The Wesleyan Chapel (10 Jun 2018)

This brief account of the chapel origins was published in the Eynsham Record 1, 1984 pages 31-2 (opens in new window) - based largely on a lengthy article in the Oxford Chronicle and Berks and Bucks Gazette of June 7, 1884.

For a year or two Eynsham Methodists had met in the Mission House [?] but, by 1884, this building was no longer large enough for their needs. A site for a new Wesleyan Chapel was sought, £100 was raised locally, and the Connexial Fund was approached.

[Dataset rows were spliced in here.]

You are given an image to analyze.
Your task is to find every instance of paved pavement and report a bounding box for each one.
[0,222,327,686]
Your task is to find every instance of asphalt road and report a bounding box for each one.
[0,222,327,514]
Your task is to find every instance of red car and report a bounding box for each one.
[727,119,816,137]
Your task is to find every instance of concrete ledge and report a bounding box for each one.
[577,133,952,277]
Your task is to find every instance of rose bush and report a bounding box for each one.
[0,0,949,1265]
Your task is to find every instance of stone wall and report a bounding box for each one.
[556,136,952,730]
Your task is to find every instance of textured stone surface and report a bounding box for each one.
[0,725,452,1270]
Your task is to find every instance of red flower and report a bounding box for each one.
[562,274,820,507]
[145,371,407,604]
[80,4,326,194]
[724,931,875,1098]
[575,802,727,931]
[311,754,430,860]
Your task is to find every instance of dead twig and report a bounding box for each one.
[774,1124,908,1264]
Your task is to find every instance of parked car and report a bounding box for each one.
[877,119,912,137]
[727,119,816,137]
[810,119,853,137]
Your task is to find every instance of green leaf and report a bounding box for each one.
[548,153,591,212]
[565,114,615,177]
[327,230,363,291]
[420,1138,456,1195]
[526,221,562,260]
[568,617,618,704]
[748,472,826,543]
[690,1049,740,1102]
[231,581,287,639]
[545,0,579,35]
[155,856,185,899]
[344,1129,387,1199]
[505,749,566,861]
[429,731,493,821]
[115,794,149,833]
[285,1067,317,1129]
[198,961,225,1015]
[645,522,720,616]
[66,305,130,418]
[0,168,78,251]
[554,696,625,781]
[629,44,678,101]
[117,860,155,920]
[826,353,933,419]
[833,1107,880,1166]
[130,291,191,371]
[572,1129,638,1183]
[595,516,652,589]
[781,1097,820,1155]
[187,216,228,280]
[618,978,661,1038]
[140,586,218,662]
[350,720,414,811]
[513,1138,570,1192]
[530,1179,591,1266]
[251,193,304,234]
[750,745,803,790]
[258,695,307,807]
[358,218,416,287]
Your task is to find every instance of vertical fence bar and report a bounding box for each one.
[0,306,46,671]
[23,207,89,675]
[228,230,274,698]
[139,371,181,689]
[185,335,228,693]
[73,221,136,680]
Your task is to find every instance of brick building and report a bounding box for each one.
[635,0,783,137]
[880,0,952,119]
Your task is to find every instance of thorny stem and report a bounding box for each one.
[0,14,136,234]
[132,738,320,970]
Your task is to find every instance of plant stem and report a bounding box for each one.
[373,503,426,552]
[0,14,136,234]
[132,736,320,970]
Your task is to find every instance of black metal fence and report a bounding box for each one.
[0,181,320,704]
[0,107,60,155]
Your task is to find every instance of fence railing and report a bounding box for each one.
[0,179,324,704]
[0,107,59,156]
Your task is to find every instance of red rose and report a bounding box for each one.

On the morning of Whit Monday 1884, the children of the Wesleyan Sunday School paraded through the village and, in the afternoon, a ceremony took place on a site in Thames Street, acquired at a cost of £200, considered to be 'dear' but 'occupying a good position'. The Chapel was to be 'a brick structure with stone dressings of the ordinary character, with a classroom at the back'; and to be built by Mr Wilkins of Eynsham at an estimated cost of £487. It was to seat 250 people...

The formalities began with a hymn and a prayer, followed by a speech by the Rev Hugh Price Hughes,- "...when we came to Eynsham, we as Methodists were the friends of all and the enemies of none. If we came here, it was not in any opposition to any other kind of Church ...But there were a number of persons in Eynsham who desired that we should come, and who went to no other place of worship, and that was the reason"...

The foundation stone was laid by Mr Weller of Birmingham, and eight memorial stones by other invited guests. 'A number of Sunday School children then came up with purses with various sums, which they laid upon the stone bearing the date'.


In 1979 the Chapel was sold for £6,100 to the PCC for use as St Leonard's Church Hall; it was refurbished in 1980.